Sermon preached by Rev’d Dr Emma Pennington at the Service to welcome new students to Ripon College Cuddesdon on Sunday 35th September 2016.
Readings: 1 Timonthy 6:6-19; Luke 16:19-31
In the name of the Father and for the Son and of the Holy Spirit. Amen.
When Archbishop Justin came to office in 2013 he announced that there would be three priorities to his ministry. You may know what they are? One of course was Evangelism and witness, another was reconciliation which we are seeing acted out at the moment in the shared conversations project. But Justin’s first priority, the one he was going to give most of his time and energy to, was not mission or even growth, but prayer.
If that all comes as a bit of a surprise to you then you are in good company. A few months ago I attended a conference for the Diocesan Spirituality Advisers across the country and I have to say none of us knew what Justin’s priorities were. It then came as a wonderful surprise and delight that he affirmed what we all felt so strongly: mission is great, growth is essential, buildings are to be treasured, communities nurtured and well lead but the life of faith is first and foremost always grounded in prayer. It is from our relationship with God in prayer, in the crucible of our hearts, that we then are sent out as apostles and evangelists every day. But prayer, though it forms the bedrock of our beliefs, can be is as diaphanous as a thought, which is easily overwhelmed by what seems more real and pressing, especially when there is no chapel bell to call us to our knees.
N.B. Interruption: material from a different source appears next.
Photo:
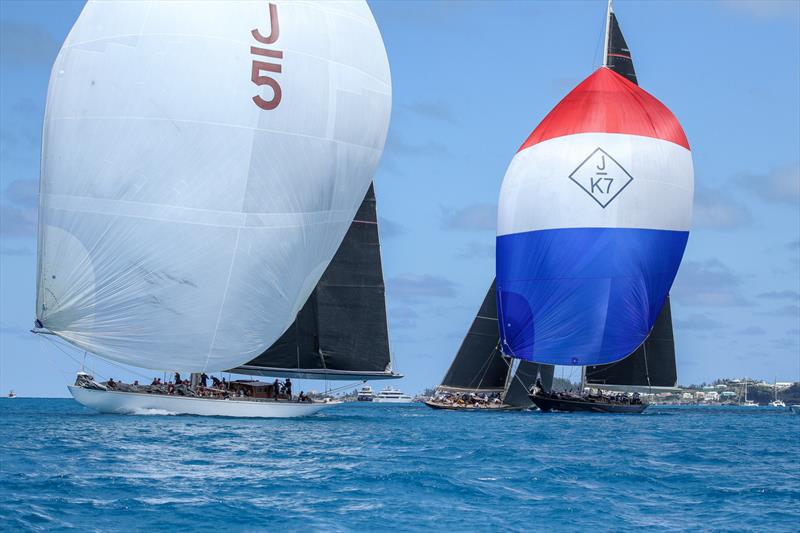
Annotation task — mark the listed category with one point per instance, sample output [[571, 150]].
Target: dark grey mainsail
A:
[[617, 55], [341, 332], [651, 366], [479, 365]]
In our reading today Jesus is once again directly speaking to the Pharisees about their priorities. The story of Lazarus and the rich man comes in a sequence of parables, which we know, are not always to be read literally. So for those of you who were hoping for a good old couple of hours on hell and judgement, I’m afraid I’ll have to disappoint you. Instead, I suggest you come next week. It is quite easy though to be scorched by the brilliance of the images of this parable. Jesus paints a very vivid picture of the rich man crying out in pain from the agony of the fire, pleading for the smallest drop of relief. But the purpose of this parable is not about describing what the life to come is like, for all its sense of judgment and justification, but rather to teach the Pharisees something about this life. In the verses just before this parable Luke writes, ‘The Pharisees, who were lovers of money, heard all this (which is the parable of prodigal son and dishonest manager) and they ridiculed Jesus. So he said to them, “You are those who justify yourselves in the sight of others; but God knows your hearts; for what is prized by human beings is an abomination in the sight of God.”’ This parable is directed towards those people of faith whose priorities have become distorted and are no longer living out their faith, though they wear all the outer signs of doing so. When money has become more important than people or the Lord. It seeks to awaken the prodigal son who is no longer living as the child of Abraham and call him home.
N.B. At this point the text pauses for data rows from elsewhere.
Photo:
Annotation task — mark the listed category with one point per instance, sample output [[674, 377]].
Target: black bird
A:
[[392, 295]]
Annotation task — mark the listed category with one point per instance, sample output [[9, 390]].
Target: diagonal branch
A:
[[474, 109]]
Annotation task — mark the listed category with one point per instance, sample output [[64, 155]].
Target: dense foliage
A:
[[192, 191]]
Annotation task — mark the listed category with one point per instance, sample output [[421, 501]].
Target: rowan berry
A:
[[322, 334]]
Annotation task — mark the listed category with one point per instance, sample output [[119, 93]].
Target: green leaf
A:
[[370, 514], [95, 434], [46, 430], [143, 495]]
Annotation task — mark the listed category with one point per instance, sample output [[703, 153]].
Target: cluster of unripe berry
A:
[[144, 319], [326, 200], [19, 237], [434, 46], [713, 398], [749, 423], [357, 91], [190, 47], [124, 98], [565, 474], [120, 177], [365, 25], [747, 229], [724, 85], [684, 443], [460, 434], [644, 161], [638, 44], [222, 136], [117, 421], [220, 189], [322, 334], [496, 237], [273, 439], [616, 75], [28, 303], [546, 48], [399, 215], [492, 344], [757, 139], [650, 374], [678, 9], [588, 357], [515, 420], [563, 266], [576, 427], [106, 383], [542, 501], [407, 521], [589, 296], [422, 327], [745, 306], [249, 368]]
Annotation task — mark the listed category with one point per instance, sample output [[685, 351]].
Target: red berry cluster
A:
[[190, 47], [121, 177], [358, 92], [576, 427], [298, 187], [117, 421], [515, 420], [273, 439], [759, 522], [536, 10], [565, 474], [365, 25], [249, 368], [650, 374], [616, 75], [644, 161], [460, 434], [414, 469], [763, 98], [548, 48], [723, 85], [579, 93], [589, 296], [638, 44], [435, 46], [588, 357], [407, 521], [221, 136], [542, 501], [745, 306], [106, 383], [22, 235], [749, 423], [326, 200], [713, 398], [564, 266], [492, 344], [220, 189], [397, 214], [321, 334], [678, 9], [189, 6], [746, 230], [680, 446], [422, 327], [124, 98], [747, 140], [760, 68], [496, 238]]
We all need to hear this call from time to time, to be reminded of our priorities as people of God and faith. It is sometimes surprising what form this reassessment can take. A few years ago now I was Chaplain to the children’s ward of a Hospital and would go in to walk round the wards once a week. On one occasion I knocked on the door of a room and asked if I could join the family who was sitting by the bed of a very sick child. I sat down and began the usually sensitive introductions to conversation. Without having said much, suddenly a barrage of abuse was hurled my way followed by intense questioning, interrogating even on the central doctrines of the Christian faith. All this came from the father of the child. I don’t remember much of it now, but what sticks in my mind were his comments about how we as Christians never seemed to pray. He went to the Mosque seven times and what did we do? Barely anything in comparison. We didn’t seem to live out our faith at all. As you can imagine, I was a little bruised by the encounter and truly humbled by his words. The following week, I approached his room with some intrepidation. Before I could speak, he apologised. He had been angry about his son who had been so ill. Then he thanked me for listening, for coming to see his boy and most of all for my prayers, which we felt had been one with his.
All of us from time to time need to be reminded that our first priority as people of God is to pray for it is here that we deepen our relationship with God, are formed into the people of God and transformed by his presence. It is only out of prayer that we may love our neighbour, nurture each other as the children of Abraham, grow our church, bring justice to the afflicted and love our Lord.
I would like to end with a quote from T.S. Eliot’s Little Gidding. I am always reminded of these words when I happen to find myself alone in the awesome stillness of this church. I hope in the coming days and months during all the bustle and nervousness of Evening Prayer you may be reminded of them:
You are not here to verify,
Instruct yourself, or inform curiosity
Or carry report. You are here to kneel
Where prayer has been valid. And prayer is more
Than an order of words, the conscious occupation
Of the praying mind, or the sound of the voice praying.